Being a father was probably one of the most biggest moments in my life.
I say this because I often reflect on what my life was like as a child and I remember most the moments about it I did not like and wanted to change in my own children lives.
In the beginning of my 3rd grade year, me and my brothers moved to live with our dad. During my 5th grade year, my brothers decided they wanted to move back with our mom. Not wanting to be apart from my brothers I chose to move back with our mom as well.
That moment was when I understood the rift of what happens when parents don't have the luxury of taking care of their children together.
I went alone with my mom to go get our clothes and as I'm packing I remember my dad trying to cope with the situation of having to have his boys move back with their mother.
First time I even seen my dad cry . . . Even though he cried to himself.
I kept quiet the whole ride home . . . Until I was asked why was I quiet and once asked I tried to explain that my dad was crying. But as soon as I went to speak on it I couldn't stop myself from crying.
That moment let me know that I will do any and everything I can to be a full part of my child's life or children's lives.
I currently have 1 daughter and it hurts everyday knowing that she's not being given the current luxury of having both mom and dad at all times. But instead has to go with dad on some days and be with mom on the other days. . . Every week.
Its a lot to deal with emotionally as a parent, but I do the best I can to block out any mental aggravations and focus on being dad.
Every day I pray that God will enable me to be a better dad and father to my daughter Autumn than I aspire to be.
I say this because I often reflect on what my life was like as a child and I remember most the moments about it I did not like and wanted to change in my own children lives.

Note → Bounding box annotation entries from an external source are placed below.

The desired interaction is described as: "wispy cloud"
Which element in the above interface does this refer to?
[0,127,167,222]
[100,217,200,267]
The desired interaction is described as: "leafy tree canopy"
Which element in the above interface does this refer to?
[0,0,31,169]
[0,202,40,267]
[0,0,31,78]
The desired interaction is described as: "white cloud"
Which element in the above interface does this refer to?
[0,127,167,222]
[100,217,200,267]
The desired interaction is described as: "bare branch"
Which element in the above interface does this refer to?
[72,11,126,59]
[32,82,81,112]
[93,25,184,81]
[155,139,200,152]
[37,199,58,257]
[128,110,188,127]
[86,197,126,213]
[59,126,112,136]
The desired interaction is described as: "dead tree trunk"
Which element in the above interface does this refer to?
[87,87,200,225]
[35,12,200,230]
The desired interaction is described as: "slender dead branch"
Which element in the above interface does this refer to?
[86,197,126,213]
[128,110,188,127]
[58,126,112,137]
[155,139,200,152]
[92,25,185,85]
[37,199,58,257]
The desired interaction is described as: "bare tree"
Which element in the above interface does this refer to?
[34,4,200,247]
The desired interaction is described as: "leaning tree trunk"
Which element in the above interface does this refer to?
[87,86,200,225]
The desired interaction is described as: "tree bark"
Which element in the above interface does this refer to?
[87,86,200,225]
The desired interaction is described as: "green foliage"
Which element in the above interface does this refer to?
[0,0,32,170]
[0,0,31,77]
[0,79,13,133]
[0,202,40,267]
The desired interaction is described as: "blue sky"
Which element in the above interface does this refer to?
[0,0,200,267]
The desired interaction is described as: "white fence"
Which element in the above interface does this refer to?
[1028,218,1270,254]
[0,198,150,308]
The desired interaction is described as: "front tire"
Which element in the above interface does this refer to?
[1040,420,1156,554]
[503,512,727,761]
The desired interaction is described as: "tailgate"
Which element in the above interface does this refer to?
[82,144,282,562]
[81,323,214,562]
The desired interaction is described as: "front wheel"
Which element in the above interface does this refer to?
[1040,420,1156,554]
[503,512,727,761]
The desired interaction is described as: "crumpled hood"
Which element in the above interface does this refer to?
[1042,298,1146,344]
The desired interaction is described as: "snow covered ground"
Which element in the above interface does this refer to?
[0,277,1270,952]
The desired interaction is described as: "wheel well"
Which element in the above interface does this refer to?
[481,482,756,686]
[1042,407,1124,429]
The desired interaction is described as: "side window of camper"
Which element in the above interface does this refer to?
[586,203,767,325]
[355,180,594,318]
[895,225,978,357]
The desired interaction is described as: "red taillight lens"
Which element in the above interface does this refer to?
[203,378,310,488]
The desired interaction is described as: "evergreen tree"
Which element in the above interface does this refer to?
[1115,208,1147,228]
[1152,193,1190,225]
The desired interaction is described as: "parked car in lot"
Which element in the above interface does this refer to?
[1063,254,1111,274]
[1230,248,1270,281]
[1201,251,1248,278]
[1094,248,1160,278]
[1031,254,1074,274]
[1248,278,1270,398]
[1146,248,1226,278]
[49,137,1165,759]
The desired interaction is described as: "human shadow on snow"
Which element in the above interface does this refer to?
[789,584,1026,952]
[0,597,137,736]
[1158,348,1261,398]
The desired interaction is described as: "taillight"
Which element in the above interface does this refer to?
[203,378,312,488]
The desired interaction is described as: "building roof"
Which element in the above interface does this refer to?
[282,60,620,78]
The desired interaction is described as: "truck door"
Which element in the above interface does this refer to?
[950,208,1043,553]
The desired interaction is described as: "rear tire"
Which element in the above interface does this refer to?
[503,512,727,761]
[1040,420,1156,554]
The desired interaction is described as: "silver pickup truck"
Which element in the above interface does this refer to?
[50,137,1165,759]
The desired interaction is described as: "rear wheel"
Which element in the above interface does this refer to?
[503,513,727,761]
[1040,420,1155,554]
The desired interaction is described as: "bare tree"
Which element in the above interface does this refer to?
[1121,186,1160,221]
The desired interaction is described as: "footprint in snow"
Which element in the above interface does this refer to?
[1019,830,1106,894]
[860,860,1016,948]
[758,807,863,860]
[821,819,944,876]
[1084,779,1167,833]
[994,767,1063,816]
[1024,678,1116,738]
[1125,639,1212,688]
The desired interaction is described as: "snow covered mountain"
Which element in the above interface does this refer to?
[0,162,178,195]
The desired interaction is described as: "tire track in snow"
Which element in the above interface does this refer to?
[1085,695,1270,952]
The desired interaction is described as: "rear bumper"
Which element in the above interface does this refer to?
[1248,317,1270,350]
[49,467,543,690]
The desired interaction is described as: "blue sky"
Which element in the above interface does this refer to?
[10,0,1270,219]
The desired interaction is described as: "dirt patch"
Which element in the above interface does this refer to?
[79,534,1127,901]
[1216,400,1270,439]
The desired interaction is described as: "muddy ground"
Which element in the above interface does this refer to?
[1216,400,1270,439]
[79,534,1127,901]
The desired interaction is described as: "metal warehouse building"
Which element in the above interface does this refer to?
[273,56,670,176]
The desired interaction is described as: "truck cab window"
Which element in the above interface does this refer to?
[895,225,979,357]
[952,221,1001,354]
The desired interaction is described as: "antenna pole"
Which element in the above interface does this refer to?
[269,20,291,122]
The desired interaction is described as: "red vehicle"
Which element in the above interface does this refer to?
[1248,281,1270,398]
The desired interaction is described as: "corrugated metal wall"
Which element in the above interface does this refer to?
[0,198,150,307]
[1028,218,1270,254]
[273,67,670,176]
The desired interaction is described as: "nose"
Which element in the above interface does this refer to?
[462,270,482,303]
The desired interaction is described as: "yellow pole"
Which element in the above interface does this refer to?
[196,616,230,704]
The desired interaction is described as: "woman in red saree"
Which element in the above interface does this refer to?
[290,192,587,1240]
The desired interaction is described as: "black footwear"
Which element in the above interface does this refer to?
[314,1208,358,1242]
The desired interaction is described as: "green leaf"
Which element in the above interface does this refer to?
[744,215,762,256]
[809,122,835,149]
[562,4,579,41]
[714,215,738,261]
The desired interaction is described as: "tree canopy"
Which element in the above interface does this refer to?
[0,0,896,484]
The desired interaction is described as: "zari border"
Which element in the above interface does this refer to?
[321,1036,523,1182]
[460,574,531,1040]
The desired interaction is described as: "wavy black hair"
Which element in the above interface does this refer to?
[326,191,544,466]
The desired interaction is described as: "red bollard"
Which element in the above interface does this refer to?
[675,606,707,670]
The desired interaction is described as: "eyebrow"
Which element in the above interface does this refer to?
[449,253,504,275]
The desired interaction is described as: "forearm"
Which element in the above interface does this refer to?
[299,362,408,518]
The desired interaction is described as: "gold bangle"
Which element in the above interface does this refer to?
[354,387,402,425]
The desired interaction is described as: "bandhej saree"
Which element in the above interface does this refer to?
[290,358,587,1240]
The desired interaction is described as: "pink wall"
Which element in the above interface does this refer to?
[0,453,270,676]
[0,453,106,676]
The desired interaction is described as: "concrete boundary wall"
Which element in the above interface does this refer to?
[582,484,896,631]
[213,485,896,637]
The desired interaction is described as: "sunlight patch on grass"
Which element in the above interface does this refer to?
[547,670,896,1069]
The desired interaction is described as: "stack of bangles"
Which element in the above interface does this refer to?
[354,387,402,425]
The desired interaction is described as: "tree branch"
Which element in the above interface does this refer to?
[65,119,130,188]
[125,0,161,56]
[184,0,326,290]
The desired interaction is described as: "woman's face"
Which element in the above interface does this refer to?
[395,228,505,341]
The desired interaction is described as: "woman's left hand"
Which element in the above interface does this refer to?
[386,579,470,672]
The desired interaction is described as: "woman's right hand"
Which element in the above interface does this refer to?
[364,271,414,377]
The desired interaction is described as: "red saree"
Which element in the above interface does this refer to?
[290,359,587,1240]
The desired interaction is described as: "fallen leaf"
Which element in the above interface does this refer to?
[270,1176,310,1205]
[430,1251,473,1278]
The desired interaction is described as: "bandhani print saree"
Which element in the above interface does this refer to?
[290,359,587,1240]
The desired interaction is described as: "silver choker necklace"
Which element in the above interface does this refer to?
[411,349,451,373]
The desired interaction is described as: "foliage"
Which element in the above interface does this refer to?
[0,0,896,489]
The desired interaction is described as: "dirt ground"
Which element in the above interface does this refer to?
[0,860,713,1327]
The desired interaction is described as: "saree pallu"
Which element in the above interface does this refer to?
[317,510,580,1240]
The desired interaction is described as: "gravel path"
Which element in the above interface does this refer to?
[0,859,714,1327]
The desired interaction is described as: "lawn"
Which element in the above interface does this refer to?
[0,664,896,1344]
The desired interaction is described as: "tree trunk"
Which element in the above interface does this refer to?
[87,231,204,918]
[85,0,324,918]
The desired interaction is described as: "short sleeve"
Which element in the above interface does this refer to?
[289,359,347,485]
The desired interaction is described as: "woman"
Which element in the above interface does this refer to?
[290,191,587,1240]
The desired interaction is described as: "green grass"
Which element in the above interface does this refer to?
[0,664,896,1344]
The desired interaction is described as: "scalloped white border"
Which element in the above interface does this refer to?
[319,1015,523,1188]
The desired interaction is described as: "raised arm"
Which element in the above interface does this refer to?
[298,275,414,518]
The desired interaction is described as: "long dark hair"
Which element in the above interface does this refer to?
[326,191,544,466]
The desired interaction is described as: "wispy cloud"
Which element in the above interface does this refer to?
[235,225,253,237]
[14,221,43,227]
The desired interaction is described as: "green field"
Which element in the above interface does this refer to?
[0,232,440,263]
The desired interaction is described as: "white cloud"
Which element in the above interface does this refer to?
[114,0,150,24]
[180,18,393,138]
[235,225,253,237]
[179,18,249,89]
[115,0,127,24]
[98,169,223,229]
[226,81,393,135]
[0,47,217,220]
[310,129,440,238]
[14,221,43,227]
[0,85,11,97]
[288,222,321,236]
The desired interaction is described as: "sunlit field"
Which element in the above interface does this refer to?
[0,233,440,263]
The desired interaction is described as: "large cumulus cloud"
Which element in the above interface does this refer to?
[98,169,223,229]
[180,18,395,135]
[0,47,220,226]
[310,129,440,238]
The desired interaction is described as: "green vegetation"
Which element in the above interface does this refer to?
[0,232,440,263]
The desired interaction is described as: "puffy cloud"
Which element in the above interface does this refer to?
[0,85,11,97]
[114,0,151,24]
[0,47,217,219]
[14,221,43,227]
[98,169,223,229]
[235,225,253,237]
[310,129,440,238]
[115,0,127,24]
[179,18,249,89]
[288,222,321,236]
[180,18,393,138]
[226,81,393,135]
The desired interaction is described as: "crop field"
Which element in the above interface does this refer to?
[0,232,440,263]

In the beginning of my 3rd grade year, me and my brothers moved to live with our dad. During my 5th grade year, my brothers decided they wanted to move back with our mom. Not wanting to be apart from my brothers I chose to move back with our mom as well.
That moment was when I understood the rift of what happens when parents don't have the luxury of taking care of their children together.
I went alone with my mom to go get our clothes and as I'm packing I remember my dad trying to cope with the situation of having to have his boys move back with their mother.
First time I even seen my dad cry . . . Even though he cried to himself.
I kept quiet the whole ride home . . . Until I was asked why was I quiet and once asked I tried to explain that my dad was crying. But as soon as I went to speak on it I couldn't stop myself from crying.
That moment let me know that I will do any and everything I can to be a full part of my child's life or children's lives.
I currently have 1 daughter and it hurts everyday knowing that she's not being given the current luxury of having both mom and dad at all times. But instead has to go with dad on some days and be with mom on the other days. . . Every week.
Its a lot to deal with emotionally as a parent, but I do the best I can to block out any mental aggravations and focus on being dad.
Every day I pray that God will enable me to be a better dad and father to my daughter Autumn than I aspire to be.
Turfboards - Stainless Steel - TITanium Art
ReplyDeleteFurboards are sia titanium designed to last as long as microtouch titanium trim walmart you put the titanium nipple bars right amount of effort trekz titanium headphones into each fallout 76 black titanium craft.